Конечно, в страшилки Барри я не поверил, но они навели меня на любопытную мысль. Пересказывать подробности Ритке я не стал, а просто сообщил, что дело может быть в особой связи мамы и ребёнка.
– Когда ты перемещаешься и удерживаешь Пашку, он сам что-то делает?
– В смысле?
– Он может не захотеть перемещаться?
– Не знаю. Надеюсь, нет.
– Ты можешь меня научить его держать?
– Как я это сделаю? У нас же разные месяцы.
– Я буду рядом с вами, когда вы будете перемещаться. Рассказывай мне всё, что происходит, возможно, я смогу почувствовать.
– Мне не нравиться это, Алекс. Зачем это?

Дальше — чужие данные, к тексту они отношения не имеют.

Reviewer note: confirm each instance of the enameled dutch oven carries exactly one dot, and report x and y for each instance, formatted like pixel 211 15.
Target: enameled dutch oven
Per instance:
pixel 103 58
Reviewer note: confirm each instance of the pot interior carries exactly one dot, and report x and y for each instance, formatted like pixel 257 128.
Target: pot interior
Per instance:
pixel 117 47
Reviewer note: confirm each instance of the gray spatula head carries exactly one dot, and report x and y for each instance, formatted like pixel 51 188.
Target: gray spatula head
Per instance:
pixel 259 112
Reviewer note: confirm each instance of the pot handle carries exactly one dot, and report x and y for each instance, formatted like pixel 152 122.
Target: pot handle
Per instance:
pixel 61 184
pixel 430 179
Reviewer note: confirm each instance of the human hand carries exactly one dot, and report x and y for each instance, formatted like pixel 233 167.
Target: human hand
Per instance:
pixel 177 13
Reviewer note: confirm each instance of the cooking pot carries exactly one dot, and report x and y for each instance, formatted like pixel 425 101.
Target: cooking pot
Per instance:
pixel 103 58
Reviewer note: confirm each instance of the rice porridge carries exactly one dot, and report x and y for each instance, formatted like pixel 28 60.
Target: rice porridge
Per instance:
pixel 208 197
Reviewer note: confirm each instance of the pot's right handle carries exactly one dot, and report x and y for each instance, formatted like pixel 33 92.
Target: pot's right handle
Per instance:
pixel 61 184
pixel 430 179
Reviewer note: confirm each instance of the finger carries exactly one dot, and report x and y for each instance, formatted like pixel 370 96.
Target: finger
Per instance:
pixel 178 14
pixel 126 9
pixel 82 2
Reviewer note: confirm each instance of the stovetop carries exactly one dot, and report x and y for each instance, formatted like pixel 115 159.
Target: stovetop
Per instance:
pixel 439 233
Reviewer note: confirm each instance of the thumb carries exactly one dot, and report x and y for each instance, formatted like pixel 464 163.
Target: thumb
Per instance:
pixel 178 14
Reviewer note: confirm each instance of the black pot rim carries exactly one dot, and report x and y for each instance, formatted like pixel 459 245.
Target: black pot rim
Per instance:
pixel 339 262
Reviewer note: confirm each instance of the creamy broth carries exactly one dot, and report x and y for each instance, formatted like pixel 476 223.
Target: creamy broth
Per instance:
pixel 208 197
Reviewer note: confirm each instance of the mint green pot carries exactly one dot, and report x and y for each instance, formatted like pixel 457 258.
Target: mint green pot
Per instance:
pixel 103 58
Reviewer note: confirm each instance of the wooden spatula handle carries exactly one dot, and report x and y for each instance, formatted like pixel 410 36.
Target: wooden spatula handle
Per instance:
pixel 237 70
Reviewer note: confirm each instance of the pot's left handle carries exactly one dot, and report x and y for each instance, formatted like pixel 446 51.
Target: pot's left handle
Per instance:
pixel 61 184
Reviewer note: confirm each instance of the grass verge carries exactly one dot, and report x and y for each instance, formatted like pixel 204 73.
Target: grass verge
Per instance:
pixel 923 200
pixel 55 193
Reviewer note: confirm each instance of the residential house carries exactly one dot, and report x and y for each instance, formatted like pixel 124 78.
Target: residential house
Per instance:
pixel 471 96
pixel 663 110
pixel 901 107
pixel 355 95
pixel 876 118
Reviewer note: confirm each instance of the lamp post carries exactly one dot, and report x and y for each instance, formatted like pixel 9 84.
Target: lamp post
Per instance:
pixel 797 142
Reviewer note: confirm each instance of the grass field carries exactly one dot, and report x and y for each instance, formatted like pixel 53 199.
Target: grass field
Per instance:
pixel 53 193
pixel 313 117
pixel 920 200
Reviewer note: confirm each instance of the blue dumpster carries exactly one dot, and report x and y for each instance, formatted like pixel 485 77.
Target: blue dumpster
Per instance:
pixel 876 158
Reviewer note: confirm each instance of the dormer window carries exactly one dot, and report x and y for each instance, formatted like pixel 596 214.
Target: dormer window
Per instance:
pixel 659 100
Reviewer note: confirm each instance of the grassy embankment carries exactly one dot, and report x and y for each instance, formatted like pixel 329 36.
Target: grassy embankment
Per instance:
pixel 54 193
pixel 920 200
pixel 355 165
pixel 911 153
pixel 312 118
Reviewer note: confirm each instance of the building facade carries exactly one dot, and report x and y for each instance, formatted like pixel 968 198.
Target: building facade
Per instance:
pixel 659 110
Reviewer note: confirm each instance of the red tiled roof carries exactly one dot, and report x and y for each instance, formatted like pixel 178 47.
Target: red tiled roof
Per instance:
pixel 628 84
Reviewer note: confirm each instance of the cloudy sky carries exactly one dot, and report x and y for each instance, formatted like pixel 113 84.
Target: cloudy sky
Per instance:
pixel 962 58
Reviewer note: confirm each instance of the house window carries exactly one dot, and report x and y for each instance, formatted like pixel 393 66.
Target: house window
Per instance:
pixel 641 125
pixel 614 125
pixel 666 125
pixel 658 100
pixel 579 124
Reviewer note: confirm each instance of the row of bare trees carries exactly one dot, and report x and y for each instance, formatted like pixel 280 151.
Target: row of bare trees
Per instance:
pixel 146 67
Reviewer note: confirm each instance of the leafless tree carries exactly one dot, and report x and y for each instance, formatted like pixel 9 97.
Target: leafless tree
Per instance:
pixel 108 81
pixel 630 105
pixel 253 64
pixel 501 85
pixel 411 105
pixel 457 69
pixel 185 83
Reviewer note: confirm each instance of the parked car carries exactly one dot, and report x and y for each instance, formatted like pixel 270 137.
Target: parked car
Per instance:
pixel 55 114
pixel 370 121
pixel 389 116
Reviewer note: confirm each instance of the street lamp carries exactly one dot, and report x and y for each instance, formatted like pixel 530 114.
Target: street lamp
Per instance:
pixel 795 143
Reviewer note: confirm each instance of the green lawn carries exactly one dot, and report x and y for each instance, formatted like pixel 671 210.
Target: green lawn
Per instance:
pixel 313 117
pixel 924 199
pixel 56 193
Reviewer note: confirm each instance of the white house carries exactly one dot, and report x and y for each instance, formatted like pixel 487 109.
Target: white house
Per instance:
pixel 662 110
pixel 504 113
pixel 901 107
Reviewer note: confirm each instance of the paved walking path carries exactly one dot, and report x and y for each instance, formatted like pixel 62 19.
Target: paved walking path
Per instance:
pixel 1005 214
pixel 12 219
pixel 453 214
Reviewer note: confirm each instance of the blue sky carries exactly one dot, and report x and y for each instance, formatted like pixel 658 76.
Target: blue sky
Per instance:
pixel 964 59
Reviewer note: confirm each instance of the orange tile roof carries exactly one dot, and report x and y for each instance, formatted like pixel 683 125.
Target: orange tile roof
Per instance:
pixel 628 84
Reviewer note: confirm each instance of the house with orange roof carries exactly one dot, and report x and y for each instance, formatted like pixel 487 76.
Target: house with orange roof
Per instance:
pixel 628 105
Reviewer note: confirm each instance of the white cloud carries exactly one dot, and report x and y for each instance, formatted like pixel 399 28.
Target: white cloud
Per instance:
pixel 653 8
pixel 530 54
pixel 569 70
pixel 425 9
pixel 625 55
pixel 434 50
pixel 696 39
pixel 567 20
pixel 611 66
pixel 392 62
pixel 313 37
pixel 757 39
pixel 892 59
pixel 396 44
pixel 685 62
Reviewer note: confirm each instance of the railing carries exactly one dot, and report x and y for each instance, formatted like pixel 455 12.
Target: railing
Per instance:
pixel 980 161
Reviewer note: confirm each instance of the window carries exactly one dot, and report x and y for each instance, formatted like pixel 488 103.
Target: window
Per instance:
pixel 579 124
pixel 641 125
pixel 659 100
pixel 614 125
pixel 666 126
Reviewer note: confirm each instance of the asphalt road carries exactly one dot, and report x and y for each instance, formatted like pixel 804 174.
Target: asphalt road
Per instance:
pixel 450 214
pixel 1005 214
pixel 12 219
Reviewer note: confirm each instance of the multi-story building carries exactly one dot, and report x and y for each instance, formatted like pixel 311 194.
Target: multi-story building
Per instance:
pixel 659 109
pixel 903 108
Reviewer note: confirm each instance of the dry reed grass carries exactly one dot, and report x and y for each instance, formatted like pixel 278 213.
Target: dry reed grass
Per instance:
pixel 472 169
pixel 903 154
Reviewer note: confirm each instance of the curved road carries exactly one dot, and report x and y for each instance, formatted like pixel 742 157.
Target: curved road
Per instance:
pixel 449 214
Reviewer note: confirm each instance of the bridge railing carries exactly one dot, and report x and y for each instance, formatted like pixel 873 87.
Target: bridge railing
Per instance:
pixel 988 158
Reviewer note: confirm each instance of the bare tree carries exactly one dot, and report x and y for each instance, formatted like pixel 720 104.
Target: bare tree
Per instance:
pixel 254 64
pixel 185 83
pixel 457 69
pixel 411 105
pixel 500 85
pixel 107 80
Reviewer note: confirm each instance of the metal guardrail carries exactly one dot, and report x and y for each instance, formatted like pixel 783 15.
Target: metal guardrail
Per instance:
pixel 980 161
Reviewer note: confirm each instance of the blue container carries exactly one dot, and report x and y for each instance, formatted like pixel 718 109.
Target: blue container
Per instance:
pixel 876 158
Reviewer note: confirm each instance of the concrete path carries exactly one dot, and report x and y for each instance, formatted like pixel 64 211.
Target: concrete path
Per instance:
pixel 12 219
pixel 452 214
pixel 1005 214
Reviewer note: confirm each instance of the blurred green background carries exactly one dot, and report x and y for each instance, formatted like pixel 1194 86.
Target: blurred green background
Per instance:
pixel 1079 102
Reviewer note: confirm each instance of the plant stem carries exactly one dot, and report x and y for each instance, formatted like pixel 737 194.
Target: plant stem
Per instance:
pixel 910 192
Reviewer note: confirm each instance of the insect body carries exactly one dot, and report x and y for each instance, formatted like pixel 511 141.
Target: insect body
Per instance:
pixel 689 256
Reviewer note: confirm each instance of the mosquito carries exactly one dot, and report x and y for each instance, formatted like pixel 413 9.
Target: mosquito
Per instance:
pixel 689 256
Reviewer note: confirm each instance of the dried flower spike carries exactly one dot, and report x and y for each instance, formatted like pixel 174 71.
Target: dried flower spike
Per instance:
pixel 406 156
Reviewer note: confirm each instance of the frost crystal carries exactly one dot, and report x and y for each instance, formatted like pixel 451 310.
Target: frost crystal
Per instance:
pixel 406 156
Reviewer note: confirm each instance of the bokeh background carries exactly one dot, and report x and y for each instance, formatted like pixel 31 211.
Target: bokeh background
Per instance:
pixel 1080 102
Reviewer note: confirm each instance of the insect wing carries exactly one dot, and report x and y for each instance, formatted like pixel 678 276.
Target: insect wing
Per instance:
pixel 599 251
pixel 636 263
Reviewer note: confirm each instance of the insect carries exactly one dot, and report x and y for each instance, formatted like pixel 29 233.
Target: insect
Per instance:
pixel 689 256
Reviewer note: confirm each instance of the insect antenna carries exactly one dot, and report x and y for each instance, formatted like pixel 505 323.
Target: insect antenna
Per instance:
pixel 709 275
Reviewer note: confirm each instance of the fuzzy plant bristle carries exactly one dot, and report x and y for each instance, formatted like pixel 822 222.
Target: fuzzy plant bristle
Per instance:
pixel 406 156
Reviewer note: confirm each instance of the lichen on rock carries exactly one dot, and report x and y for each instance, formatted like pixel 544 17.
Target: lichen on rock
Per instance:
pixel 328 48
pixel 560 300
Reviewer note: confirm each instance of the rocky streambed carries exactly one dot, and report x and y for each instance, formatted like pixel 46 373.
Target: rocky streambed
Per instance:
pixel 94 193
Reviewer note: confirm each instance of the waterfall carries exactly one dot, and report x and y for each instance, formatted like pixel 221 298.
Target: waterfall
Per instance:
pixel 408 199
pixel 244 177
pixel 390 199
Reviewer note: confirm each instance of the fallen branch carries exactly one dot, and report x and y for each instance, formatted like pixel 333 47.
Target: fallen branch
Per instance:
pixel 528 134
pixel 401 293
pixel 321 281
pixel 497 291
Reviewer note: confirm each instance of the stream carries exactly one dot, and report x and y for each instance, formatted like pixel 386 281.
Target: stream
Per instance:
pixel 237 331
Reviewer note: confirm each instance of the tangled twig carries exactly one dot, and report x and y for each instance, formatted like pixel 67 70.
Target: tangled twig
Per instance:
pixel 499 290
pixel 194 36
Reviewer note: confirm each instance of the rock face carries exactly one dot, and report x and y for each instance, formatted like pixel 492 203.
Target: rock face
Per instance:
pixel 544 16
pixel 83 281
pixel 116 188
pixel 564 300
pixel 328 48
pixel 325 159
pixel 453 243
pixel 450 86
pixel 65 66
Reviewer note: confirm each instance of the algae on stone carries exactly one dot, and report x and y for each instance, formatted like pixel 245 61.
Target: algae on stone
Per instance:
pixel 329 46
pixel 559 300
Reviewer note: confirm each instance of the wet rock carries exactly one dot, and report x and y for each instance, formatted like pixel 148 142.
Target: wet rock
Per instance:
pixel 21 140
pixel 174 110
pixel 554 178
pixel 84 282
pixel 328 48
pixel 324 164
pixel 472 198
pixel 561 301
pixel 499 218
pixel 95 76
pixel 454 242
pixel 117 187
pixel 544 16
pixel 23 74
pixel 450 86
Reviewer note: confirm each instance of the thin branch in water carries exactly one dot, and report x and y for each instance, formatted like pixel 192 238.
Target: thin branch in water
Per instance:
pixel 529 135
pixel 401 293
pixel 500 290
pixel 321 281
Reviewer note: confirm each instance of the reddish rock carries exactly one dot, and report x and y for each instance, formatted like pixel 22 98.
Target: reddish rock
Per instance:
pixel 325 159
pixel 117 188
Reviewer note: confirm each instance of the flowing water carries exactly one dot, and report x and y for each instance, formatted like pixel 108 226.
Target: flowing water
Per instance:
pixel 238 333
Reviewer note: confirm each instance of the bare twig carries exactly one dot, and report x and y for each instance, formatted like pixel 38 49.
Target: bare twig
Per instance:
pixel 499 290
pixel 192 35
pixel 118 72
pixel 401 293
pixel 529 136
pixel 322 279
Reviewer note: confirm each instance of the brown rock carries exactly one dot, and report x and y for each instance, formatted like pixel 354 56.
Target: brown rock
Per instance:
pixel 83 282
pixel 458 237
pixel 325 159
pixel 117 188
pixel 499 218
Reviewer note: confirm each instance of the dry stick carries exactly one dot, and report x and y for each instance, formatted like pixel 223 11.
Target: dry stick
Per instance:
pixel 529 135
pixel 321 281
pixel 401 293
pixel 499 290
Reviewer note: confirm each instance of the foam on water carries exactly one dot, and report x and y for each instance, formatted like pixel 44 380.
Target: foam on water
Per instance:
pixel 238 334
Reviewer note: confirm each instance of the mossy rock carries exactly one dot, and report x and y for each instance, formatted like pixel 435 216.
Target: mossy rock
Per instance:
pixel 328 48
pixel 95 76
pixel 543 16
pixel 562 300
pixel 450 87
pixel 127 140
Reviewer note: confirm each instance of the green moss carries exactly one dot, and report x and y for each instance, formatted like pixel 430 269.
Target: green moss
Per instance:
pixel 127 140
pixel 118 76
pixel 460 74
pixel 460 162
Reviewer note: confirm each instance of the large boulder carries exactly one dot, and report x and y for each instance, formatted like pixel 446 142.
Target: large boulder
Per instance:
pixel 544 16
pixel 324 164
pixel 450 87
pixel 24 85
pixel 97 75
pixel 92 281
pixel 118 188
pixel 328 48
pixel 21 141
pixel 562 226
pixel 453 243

Я погладил её по щеке. Рита смягчилась.
– Я боюсь, – сказала она. – Не знаю чего, но я всё время боюсь.
– В полную Луну все боятся.
– С обычными детьми всё понятно – люди знают, как их растить, куда их выводить. А я? Ничего не знаю. И всего боюсь.
Рита невольно нарушила наше табу на обсуждение будущего. Но кто-то должен был сделать это рано или поздно.
– У нас особенный ребёнок, – ласково сказал я. – И нам с тобой тоже нужно быть особенными. Попробуй научить меня.
***
Вы когда-нибудь плавали ночью по озеру или по морю при свете Луны? Тихая ночь, тёплая вода, лунная дорожка дрожит на лёгкой волне. Перед тобой расстилается тёмный простор, по которому словно специально разлили серебристое молоко. Кажется, можно плыть бесконечно, к далёкому неведомому берегу.
К такому безмятежному переживанию прыжка хомо новус приходит примерно на второй год, а большинство ещё позже. Рита только-только распробовала это буддийское спокойствие. Оказалось, что одновременно чувствовать, удерживать Павлика и комментировать свои действия ничуть не легче, чем делать тоже самое в настоящем море.